Abstract

This article utilizes the concepts of biographical disruption and biographical flow to expand understandings of how a therapeutic engagement with the rural landscape may change over time for individual stroke survivors. In doing so, it explores how the rural landscape can be experienced as both a therapeutic and a non-therapeutic landscape. The paper draws on in-depth interviews with nineteen stroke survivors living in rural areas in the Northern Netherlands.

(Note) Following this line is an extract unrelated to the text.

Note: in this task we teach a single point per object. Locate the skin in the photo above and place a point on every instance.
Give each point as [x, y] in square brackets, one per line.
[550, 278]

Because of the cognitively and physically disabling changes that can occur as a result of stroke, interviewees’ stories revealed complex and often contradictory experiences of the rural, post-stroke, that varied significantly from their pre-stroke experiences. Our findings demonstrate that the rural holds potential to function as a therapeutic landscape for stroke survivors, especially through its enabling natural and social characteristics. However, the different physical, social, natural, and healthcare aspects of the rural can also disrupt stroke survivors’ individual biographies and their sense of self. The privileging of place in these biographies may provide important insights that can help improve the practice of stroke care. It also leads us to conclude that the concepts of biographical flow and disruption, though useful, need to take into account the influence of the wider (spatial) context. We thus coin the terms bio-geo-graphical flow and bio-geo-graphical disruption, and suggest that these may more accurately reflect the spatio-temporal disruptions and flows experienced by stroke survivors in the post-stroke period.